Era brinquedo de pobre, mas todos, até mesmo os meninos ricos, tinham o seu pião. Parece que não existem mais, mas, na minha rua, o guri que não tinha o seu pião e não era mestre no ofício de rodá-lo no chão ou na palma da mão tornava-se qualquer coisa de abominável, um ser hediondo execrado pelos outros garotos.
Nunca fui bom de pião, insistia com o pai, ele comprava os melhores, mas eu não os fazia girar com a perícia adequada. Tantas levei pela cara que o pai, para me consolar, falou mal dos piões, de todos os piões ("é brinquedo de moleque") e deu-me uma carrapeta suntuosa, com frisos amarelos, azuis e vermelhos, fazia um som civilizado quando rodava.
E era fácil de manejar. Bastava dar corda e ela se empinava, rodava loucamente, imóvel em seu eixo de lata, e o zumbido que fazia, cortando o ar, parecia o fundo musical de um pedaço do paraíso.
É bem verdade que os outros guris me olhavam desconfiados, achando que carrapeta era coisa aveadada e, pensando bem, eu próprio também achava o brinquedo meio suspeito.
Até o dia em que um garoto chegou-se para o meu lado e, como se fizesse uma proposta indecente, sugeriu que trocássemos de equipamento. Ele me daria o seu pião, o mais famoso e letal daquela rua, que partia ao meio os piões adversários. E eu lhe daria a carrapeta faiscante, que girava como um planeta sonoro enquanto lhe durava a corda.

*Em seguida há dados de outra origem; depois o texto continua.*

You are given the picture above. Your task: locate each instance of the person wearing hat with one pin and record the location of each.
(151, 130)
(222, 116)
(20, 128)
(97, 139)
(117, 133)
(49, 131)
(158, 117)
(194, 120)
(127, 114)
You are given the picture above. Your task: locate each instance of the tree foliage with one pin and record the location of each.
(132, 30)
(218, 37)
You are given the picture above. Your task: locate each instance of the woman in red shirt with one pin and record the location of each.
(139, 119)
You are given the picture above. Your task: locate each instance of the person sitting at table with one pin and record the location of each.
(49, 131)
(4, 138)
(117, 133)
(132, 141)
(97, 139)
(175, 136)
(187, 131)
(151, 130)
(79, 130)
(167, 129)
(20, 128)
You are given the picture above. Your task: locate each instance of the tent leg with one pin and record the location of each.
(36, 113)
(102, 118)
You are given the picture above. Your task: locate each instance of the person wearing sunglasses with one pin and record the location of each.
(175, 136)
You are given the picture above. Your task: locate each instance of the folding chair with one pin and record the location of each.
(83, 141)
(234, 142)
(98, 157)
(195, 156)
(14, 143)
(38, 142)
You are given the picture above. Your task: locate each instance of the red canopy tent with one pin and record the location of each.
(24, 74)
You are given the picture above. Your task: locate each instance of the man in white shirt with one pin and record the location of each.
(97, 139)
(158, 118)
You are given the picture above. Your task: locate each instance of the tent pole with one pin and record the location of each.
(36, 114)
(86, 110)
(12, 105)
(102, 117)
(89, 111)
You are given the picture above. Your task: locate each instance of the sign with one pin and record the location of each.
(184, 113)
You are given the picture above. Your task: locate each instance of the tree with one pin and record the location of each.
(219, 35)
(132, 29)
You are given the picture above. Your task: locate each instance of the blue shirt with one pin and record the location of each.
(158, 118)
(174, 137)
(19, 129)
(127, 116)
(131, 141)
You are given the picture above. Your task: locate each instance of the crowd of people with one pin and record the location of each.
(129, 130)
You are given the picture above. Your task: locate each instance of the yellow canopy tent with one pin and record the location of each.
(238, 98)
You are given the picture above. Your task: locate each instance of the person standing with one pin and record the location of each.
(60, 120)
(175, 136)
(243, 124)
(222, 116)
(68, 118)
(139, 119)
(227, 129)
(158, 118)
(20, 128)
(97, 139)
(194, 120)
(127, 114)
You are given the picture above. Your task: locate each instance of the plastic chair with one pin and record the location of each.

Cheguei em casa e o pai descobriu o péssimo negócio que o filho fizera. Num primeiro momento, pensou em procurar o guri e desfazer a troca. É evidente que se aproveitara da minha ingenuidade ou da minha cobiça em ter um pião igual ao dos outros.
Pensou melhor. Olhou-me fundo, avaliou o pião escalavrado e sebento que eu trazia como um troféu. E lançou a profecia que se realizaria pela vida afora: "Você nunca será alguém, meu filho!".